Conclusions and Future Research Needs

These results indicate that several population groups may benefit from taking aspirin for the primary prevention of CVD and CRC. Specifically, lifetime benefits are predicted to exceed harms among all men and women aged 40-69 with non-elevated bleeding risk. Net benefits are generally greater for persons at higher levels of 10-year CVD risk. For men and women aged 70-79, lifetime net outcomes are mixed: net life years are negative, but net QALYs are positive. Net benefits from aspirin over 10 and 20 years of use are generally much lower and may be negative. Net benefit calculations also favor early over delayed initiation of aspirin use for all men and women aged 40-69.

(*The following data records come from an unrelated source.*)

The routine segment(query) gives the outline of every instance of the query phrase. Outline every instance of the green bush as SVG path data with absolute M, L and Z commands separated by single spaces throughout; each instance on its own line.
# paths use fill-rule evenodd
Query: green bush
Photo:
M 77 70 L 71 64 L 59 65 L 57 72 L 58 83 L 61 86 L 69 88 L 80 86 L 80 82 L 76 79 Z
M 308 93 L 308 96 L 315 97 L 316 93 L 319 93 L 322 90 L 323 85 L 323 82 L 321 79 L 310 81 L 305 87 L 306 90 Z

Discretion should be used when interpreting these results, as deterministic and probabilistic sensitivity analyses reveal meaningful uncertainty about the magnitude of net benefit. Net benefit calculations are most sensitive to uncertainty regarding the effect of low-dose aspirin on the increased risk of hemorrhagic stroke and in the primary prevention of CVD mortality. The relative risks of CRC incidence and ischemic stroke also introduce moderate uncertainty. Moreover, parameter estimates used in this study may not be reliable for populations underrepresented in the aspirin primary prevention trials (such as persons under age 50). A better understanding of the impact of aspirin by age group and the development of comprehensive risk equations for GI bleeding would improve confidence in and precision of the simulation results. Quality of life benefits from using aspirin may be considerably diminished among persons who dislike taking routine medications. Finally, future research may identify additional benefits (such as protective effects against other cancers) or harms that may substantially alter these findings. These sources of uncertainty and patient preferences should be carefully considered in shared decision-making.